The duration and depth of snow cover, often correlated with mean temperature and precipitation (Keller et al., 2005; Monson et al., 2006), is a key factor in many alpine ecosystems (Körner, 2003c; Daimaru and Taoda, 2004). A lack of snow cover exposes plants and animals to frost and influences water supply in spring (Keller et al., 2005). If animal movements are disrupted by changing snow patterns, as has been found in Colorado (Inouye et al., 2000), increased wildlife mortality may result. At higher altitudes, the increased winter precipitation likely to accompany warming leads to greater snowfall, so that earlier arriving altitudinal migrants are confronted with delayed snowmelt (Inouye et al., 2000).
Disturbances such as avalanches, rockfall, fire, wind and herbivore damage interact and are strongly dependent on climate (e.g., Peñuelas and Boada, 2003; Whitlock et al., 2003; Beniston and Stephenson, 2004; Cairns and Moen, 2004; Carroll et al., 2004; Hodar and Zamora, 2004; Kajimoto et al., 2004; Pierce et al., 2004; Schoennagel et al., 2004; Schumacher et al., 2004). These effects may prevent recruitment and thus limit adaptive migration responses of species, and are exacerbated by human land use and other anthropogenic pressures (e.g., Lawton et al., 2001; Dirnböck et al., 2003; Huber et al., 2005).
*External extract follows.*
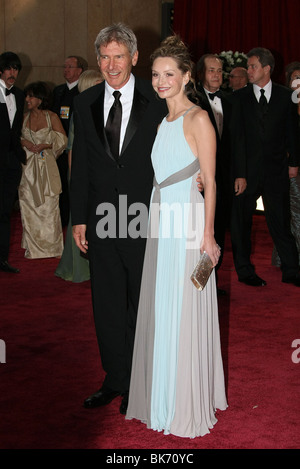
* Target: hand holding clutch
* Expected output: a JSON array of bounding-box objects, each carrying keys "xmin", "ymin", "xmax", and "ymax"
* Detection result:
[{"xmin": 191, "ymin": 251, "xmax": 213, "ymax": 291}]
Ecotonal (see Glossary) sensitivity to climate change, such as upper tree lines in mountains (e.g., Camarero et al., 2000; Walther et al., 2001; Diaz, 2003; Sanz-Elorza et al., 2003), has shown that populations of several mountain-restricted species are likely to decline (e.g., Beever et al., 2003; Florenzano, 2004). The most vulnerable ecotone species are those that are genetically poorly adapted to rapid environmental change, reproduce slowly, disperse poorly, and are isolated or highly specialised, because of their high sensitivity to environmental stresses (McNeely, 1990). Recent findings for Europe, despite a spatially coarse analysis, indicate that mountain species are disproportionately sensitive to climate change (about 60% species loss – Thuiller et al., 2005b). Substantial biodiversity losses are likely if human pressures on mountain biota occur in addition to climate change impacts (Pounds et al., 1999, 2006; Lawton et al., 2001; Pounds, 2001; Halloy and Mark, 2003; Peterson, 2003; Solorzano et al., 2003; Pounds and Puschendorf, 2004).